Obviously, applause is due to the Mountaineers. Throughout the winter, spring, and summer, this game was derisively mocked by Michigan fans as an embarrassment of scheduling. And a Big Ten team really shouldn't be playing a Division I-AA school. But as the defending two-time I-AA national champions, Appalachian St. shouldn't have been considered a pushover. Before the game was even played, they were probably a better opponent than, say, Eastern Michigan.

But this is what it is. For years, even when Michigan posted 8-4 seasons, there was consolation in the Wolverines never suffering a humbling fall from grace that other acclaimed programs such as Oklahoma, Notre Dame, USC, Penn State, and Miami (FL) had. But that vicious cycle appears to have finally turned on Michigan.

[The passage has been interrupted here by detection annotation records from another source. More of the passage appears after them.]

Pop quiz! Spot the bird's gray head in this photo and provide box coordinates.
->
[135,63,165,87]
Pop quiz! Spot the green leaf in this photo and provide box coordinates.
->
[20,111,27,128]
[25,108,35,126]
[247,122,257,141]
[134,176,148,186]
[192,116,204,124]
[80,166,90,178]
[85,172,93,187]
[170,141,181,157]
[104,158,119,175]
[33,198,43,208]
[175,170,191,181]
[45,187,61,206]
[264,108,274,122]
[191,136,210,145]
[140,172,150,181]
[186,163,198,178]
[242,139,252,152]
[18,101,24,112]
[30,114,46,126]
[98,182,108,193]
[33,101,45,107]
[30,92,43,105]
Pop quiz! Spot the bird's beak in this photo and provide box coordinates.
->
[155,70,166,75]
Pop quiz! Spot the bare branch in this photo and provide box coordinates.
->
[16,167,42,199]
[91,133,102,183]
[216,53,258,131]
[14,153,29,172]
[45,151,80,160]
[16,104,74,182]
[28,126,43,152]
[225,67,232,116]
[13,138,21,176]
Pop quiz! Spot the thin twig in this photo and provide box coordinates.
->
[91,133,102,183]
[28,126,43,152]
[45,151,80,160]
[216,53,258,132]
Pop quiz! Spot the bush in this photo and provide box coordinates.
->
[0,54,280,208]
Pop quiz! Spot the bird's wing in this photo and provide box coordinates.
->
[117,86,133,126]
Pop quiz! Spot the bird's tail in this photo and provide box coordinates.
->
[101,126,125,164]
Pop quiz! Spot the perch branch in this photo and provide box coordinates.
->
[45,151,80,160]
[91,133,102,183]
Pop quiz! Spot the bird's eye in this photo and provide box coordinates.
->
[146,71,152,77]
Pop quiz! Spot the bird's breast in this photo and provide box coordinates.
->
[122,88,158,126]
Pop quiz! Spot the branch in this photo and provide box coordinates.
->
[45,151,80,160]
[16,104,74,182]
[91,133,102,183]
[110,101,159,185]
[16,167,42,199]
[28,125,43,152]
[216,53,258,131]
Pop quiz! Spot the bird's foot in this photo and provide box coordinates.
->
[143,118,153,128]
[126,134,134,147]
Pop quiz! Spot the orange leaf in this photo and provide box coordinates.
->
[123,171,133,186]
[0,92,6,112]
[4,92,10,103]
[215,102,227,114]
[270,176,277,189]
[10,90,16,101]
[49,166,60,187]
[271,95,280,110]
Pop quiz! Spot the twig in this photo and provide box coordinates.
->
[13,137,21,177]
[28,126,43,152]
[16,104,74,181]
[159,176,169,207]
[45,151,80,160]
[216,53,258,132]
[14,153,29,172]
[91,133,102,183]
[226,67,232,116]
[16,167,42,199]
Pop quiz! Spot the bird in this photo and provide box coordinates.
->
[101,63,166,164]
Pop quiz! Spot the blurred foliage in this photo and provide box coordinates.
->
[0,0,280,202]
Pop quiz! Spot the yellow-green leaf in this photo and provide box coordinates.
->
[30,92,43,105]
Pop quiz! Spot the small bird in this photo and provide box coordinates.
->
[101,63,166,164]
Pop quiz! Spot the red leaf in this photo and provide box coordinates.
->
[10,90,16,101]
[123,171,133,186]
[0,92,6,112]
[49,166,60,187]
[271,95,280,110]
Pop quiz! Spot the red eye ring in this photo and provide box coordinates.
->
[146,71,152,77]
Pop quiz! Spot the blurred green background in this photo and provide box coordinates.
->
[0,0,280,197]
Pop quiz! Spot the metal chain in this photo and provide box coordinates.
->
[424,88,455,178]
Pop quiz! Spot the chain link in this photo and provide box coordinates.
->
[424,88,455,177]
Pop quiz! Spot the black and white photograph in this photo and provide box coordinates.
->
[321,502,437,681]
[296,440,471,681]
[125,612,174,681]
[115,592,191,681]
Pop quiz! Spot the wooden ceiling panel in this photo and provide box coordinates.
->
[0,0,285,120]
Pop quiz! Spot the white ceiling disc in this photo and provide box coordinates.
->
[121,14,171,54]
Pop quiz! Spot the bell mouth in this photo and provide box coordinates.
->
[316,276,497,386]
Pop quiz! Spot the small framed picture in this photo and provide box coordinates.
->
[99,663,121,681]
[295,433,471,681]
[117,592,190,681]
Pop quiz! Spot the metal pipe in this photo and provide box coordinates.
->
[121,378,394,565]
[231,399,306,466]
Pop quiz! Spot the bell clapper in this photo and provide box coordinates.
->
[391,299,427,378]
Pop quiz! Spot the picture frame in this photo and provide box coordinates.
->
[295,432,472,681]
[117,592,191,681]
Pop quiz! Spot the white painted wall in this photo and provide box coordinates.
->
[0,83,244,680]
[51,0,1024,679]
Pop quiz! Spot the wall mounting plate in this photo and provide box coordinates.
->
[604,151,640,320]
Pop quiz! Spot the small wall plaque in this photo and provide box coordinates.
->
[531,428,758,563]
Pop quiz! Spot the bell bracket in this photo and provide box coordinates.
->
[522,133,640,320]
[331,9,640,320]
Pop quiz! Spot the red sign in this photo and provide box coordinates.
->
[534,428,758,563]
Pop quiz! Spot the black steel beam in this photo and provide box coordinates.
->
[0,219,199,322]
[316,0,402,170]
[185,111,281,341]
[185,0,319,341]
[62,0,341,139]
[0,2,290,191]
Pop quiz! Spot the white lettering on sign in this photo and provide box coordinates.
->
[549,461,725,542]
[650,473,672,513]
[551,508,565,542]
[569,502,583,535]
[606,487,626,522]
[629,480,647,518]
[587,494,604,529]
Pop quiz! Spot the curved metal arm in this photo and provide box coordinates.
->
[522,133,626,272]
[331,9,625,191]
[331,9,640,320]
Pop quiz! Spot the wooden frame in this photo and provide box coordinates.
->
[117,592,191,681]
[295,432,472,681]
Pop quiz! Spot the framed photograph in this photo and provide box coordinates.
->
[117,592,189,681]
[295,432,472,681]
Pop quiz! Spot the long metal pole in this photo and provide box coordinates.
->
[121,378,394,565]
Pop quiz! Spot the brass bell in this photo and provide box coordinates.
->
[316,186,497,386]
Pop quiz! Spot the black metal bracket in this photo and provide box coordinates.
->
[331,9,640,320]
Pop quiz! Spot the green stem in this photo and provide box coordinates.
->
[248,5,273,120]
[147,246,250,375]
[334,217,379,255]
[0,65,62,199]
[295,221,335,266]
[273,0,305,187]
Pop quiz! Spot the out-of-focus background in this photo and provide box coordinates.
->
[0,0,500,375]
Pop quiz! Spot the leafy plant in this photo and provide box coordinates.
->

It's easy to say now, in lieu of a mortifying upset loss, and after I hadn't posted anything on this 2007 team leading up to this season opener, but I felt like Michigan was being overrated in pre-season polls. When talking college football with my sister's future father-in-law - a Tennessee Volunteers fan - a couple of weeks ago, I told him that I couldn't believe the Wolverines were being ranked #5. What were they seeing that I wasn't? Granted, I hadn't been paying close attention, but didn't this team lose a bunch of defense to graduation? And that was woefully apparent today.

This is the kind of loss that has to make Michigan re-evaluate the way its football program is run. I've always been a defender of Lloyd Carr, but the Rose Bowl debacle against USC planted a seed of doubt for the first time. That, of course, followed a hugely disappointing loss to Ohio State. And now this. Three straight losses isn't just a slump. There's no such thing in college football. Not for an elite program. This is a trend, a pattern of being horribly unprepared for games, with an increasingly obvious refusal to adjust offensive and defensive philosophies toward what the opponent requires.

Something has to change. And not just for this season. Just one game in, there's plenty of time to straighten things out for this particular team. But the long-term interests of the Michigan football program might require a fundamental overhaul.